Some of the more revealing content involves lesser-known chess (and non-chess) personalities. For example, Harry Sneider, a world champion weightlifter who doesn’t play chess befriended Fischer after meeting him in California in 1972. Sneider provides a lot of information about Fischer’s time in the Worldwide Church of God as well as the period around the second Spassky match. Sneider, who still keeps in contact with Fischer, expresses a common concern – he hopes doing the interview doesn’t damage their friendship.

 

The most detailed discussion is contained in an interview with Dirk Jan ten Geuzendam, joint chief editor of New in Chess (NIC) magazine.

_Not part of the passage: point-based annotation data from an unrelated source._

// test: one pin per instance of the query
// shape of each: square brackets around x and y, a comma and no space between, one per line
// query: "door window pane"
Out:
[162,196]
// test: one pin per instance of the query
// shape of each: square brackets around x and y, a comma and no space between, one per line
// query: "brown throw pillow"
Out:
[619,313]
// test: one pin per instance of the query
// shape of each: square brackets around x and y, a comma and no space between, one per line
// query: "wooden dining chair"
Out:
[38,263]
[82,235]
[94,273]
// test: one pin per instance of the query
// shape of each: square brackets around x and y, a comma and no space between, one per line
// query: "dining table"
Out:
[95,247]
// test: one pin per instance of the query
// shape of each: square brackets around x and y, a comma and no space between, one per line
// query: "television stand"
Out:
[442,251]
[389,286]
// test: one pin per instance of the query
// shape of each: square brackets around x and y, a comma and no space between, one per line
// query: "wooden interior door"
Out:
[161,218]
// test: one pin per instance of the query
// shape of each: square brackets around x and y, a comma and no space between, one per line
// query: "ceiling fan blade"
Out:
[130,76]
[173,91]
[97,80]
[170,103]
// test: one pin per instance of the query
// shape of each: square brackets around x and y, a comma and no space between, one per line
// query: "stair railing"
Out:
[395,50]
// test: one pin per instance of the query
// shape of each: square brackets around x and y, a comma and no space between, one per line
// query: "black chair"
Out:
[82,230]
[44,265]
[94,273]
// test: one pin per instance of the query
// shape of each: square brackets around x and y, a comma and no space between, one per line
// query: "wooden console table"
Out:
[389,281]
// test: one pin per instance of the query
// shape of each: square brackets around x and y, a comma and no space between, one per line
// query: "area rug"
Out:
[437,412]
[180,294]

During the second match with Spassky, Fischer asked NIC to provide all the games that Spassky had ever played.  Geuzendam was soon on his way to Yugoslavia and arrived just after the completion of the fifth game. 

 

Geuzendam provides an insightful commentary of the meeting where he provided the data to Fischer, explaining that things were “going well, until he saw that the pages weren’t numbered. The way in which he commented on that, with such a loud voice, made it clear to me that not all was well with this gentleman.  Torre said, like a father: ‘We can number them ourselves.’ That was a good plan. But where? At the bottom of the pages maybe? Problem solved. Fischer then suddenly asked: ‘With what color pen?’ It was then completely clear to me that he had become different. They finally decided to use a black pen.”

 

Geuzendam speaks of the disappointment of the meeting, where one of his idols is shown to be “clearly sick, who had arrived at a phase of his life that you do not wish anyone [to be in].” Geuzendam concludes the interview with his belief that Fischer “is a split personality, in which the angry side is gaining all the time.”

 

Besides the interviews and coverage of Fischer past and present, the book discusses a variety of other chess topics. Given the Dutch authors, it’s not surprising that they spend several pages on the relationship between Dutch former world champion Max Euwe. There is also a discussion of “who is the best chess player of all time,” a look at “what is genius?” and a brief look at computers and chess. The book closes with four pages on Fischer’s recent struggles to leave Japan, where he was detained by authorities because he did not have a valid U.S. passport. 

 

While I generally enjoyed the book and found it reasonably neutral in its approach to the subject, there are places where the book drifts, and the content is also somewhat disjointed. First, the interviewees are relating to Fischer at differing periods in his life, so the book jumps around quite a bit. Second, the authors sometimes get fixated on a specific topic, and it gets discussed and then rediscussed in multiple chapters. The issue of Fischer’s claims that the Soviets cheated in the Curaccao Candidates Tournament in 1962 is an example. The book covers this issue in multiple places with more or less the same discussion and interpretation of the events. It comes up in the book’s discussion of Fischer’s career, then is rehashed in interviews with Korchnoi, Benko, and Geuzendam, and after awhile you wish they would find something else to talk about. Finally, the book may greatly benefit from the front-page headlines discussing Fischer’s legal problems and his relocation to Iceland, but it does not cover those later developments. Players hoping for that discussion will have to wait.

 

In conclusion, BOBBY FISCHER: THE WANDERING KING is a well researched look at the life and times of Bobby Fischer, particularly the periods surrounding both matches with Boris Spassky. Interviews with many well known chess personalities provide much interesting content, but the book can be hard to follow in places and doesn’t cover the latest headline developments in Fischer’s legal problems in Japan that led to his relocation to Iceland.